SRAM X9 Rear Derailleur, Blister Gear Review
Pushing the button on the Sram X9 (left) slackens the chain.

 

11 comments on “Shimano XT vs. SRAM X9 Clutch Derailleur Systems”

  1. Agreed, Since using Shimano’s new Shadow XT Plus RD I’ve been floored by the difference. I too am back buying Shimano components after a enjoyable past few years on SRAM.

  2. Any readers got an opinion on the Zee Shadow Plus (clutch) rear mech? It’s the cheaper version of the Saint, short cage but can accommodate an 11-36 cassette which I’m considering for my 1×10 AM bike. Or would it be better to stay with an SLX if looking for an affordable clutch derailleur?

  3. A friend just got the Zee rear derailleur for the same setup (160 travel bike setup 1×10). He’s had it for a few rides now and seems to like it. I pedaled around the parking lot and it felt pretty good. I’m considering getting the Zee setup for my SX Trail.

  4. Lorne,

    I have one and I like it. It’s on an 11-36 Shimano cassette, w a 32 ring up front on my trail bike. I have it with the Saint shifter, which is sooooo slick. it’s the best part of the system, hands down.

  5. I must be missing something here… I run 1×10 with a medium cage XT dérailleur and don’t get any chain noise or chain slap against my frame (I’ve had people try my bike and remark on how silent the drivechain runs). There’s no chain guide, just a cheap BBG bashwhich and an correctly-sized chain for my chainring/cassette combo.

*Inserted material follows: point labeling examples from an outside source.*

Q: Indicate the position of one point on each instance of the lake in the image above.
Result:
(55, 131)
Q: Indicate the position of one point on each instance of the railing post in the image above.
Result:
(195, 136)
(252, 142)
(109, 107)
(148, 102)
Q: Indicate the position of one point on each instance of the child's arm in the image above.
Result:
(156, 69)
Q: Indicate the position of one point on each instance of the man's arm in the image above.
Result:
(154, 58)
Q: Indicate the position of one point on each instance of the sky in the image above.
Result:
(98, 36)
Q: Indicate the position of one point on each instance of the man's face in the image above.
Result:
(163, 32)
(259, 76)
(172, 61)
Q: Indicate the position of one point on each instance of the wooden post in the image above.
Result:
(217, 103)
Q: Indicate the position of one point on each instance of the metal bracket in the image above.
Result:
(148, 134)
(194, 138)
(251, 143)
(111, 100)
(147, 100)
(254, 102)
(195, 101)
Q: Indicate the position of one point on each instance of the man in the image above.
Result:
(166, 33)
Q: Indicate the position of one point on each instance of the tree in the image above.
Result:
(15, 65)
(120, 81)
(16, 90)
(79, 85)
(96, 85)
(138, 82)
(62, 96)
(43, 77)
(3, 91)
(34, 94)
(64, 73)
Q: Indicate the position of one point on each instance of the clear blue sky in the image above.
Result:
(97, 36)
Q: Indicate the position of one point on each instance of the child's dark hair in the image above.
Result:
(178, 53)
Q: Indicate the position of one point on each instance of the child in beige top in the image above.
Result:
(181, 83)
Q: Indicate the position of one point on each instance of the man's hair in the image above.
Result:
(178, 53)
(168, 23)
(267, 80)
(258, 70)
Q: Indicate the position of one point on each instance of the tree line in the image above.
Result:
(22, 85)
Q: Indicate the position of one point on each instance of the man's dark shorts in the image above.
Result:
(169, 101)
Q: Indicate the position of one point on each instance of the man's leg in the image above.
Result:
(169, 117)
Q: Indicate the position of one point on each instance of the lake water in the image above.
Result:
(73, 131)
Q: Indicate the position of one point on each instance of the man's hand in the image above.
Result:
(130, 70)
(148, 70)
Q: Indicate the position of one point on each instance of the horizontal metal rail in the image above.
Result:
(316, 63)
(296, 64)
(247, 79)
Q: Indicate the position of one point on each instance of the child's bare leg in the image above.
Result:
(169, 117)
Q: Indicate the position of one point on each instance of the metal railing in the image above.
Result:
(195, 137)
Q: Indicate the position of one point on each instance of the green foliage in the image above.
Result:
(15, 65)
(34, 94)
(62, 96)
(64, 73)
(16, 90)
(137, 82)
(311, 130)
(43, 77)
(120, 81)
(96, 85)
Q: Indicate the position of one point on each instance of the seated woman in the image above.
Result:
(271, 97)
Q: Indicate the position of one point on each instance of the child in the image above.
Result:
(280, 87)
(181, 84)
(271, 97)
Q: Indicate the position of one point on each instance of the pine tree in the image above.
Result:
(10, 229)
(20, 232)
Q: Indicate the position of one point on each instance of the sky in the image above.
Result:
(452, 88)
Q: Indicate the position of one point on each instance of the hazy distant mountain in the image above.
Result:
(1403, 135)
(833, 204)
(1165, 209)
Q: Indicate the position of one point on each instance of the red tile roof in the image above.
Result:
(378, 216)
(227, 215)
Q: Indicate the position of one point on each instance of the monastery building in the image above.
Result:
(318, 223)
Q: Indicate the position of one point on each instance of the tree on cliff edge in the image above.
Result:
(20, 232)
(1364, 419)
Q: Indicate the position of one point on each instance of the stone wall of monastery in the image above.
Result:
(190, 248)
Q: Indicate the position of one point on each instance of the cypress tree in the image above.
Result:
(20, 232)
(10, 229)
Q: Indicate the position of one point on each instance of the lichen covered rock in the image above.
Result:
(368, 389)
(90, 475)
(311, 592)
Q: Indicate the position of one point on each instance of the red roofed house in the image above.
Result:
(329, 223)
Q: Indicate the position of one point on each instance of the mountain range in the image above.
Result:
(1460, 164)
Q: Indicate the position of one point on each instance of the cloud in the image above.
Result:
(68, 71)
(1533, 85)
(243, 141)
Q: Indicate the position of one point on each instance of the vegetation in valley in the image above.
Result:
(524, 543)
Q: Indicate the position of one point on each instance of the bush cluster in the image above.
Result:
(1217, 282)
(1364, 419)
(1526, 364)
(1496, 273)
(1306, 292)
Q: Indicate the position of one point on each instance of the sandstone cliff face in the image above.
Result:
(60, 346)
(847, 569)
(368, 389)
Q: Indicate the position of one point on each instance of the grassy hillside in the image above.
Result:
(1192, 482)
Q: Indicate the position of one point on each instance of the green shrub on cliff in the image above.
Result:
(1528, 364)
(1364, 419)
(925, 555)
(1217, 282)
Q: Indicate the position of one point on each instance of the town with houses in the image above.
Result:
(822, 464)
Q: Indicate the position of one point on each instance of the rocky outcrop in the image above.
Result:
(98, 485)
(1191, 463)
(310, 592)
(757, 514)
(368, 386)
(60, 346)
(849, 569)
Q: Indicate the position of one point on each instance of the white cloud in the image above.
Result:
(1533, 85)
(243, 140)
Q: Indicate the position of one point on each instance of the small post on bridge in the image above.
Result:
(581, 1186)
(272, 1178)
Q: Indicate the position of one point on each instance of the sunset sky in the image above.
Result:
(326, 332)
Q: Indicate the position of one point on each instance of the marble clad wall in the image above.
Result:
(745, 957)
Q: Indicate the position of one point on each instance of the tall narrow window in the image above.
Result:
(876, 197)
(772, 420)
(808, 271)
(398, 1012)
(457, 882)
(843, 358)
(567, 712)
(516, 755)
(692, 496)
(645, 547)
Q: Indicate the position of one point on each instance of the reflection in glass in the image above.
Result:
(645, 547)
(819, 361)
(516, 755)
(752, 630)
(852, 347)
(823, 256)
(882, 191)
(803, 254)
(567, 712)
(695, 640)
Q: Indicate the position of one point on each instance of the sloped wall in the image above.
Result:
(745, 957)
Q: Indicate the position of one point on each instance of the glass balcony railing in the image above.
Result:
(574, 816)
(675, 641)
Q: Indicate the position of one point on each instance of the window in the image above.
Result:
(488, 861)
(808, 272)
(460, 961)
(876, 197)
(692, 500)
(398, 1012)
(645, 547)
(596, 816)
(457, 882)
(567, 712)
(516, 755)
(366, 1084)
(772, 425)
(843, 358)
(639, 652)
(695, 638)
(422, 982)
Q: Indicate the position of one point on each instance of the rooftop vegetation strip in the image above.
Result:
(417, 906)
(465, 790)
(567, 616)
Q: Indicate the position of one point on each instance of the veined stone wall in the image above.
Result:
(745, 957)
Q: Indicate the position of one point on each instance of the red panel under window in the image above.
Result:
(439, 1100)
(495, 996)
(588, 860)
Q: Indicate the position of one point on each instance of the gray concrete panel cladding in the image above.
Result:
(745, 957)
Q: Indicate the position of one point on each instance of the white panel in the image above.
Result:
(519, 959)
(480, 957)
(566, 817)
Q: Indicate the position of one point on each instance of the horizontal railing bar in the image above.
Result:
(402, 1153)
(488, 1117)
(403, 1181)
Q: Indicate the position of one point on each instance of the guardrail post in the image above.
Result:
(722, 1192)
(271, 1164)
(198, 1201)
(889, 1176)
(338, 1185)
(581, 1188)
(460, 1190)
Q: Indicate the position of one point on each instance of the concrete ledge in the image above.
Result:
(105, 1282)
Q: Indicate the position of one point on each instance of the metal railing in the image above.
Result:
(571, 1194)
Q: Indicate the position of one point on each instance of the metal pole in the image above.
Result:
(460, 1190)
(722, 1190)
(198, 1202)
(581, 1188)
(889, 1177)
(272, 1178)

    Is clutch designed for double or triple chainrings where it’s possible to get loads of loose chain when running in the smaller chainring? It just doesn’t seem relevant to my 1×10 setup.

    • If you’re not getting a bunch of chainslap and you can keep your chain on without a guide, then I don’t see a reason to bother with buying a clutch setup. That’s a unique combination you have though, it’s certainly not the norm (hence the remarks from your buddies). As far as single vs. multiple ring setups, I’ve run them on 1×10 setups and 2×10 setups and both benefitted greatly from the new derailleurs, trail bikes and dh bikes alike.

    • In response to Zack’s comment. Not all bikes running these various system suffer from the same issues. Factors such as chain length, B-Tension screw setting and frame design play a role. Example: FSR type and Giant Reign type frames make a hell of a racket. Whereas Trek Remedy is relatively quiet. Chains that come on the bike are often too long IMO. They are the spec’d length but essentially they allow for poor shifting technique (basically cross shifting) without risk of damaging the drivetrain or frame when the suspension compresses. Shift big ring to big cog and lean on the saddle while looking at the rear derailer and you’ll see what I mean. I like short chains, sometimes we swap for a longer B-Tension screw and use it to over crank the spring tension. Keeps stuff pretty quite. =)

  6. So why even bother ever taking the clutch off? Why not just design the derailleur to provide the clutch function set to on all the time? By reading some reviews and feedback commwents it obviously work well, but i dont get what the benefit will be switching it off.

    • There’s more resistence on downshifts, enough that it’s noticeable. Not a big deal but it is more effort and on those death grind kinds of rides where you get back to your car with the stars twinkling and two hours out of water sometimes you just need life to be easy.

      But mostly it just makes it easier to take the wheel off.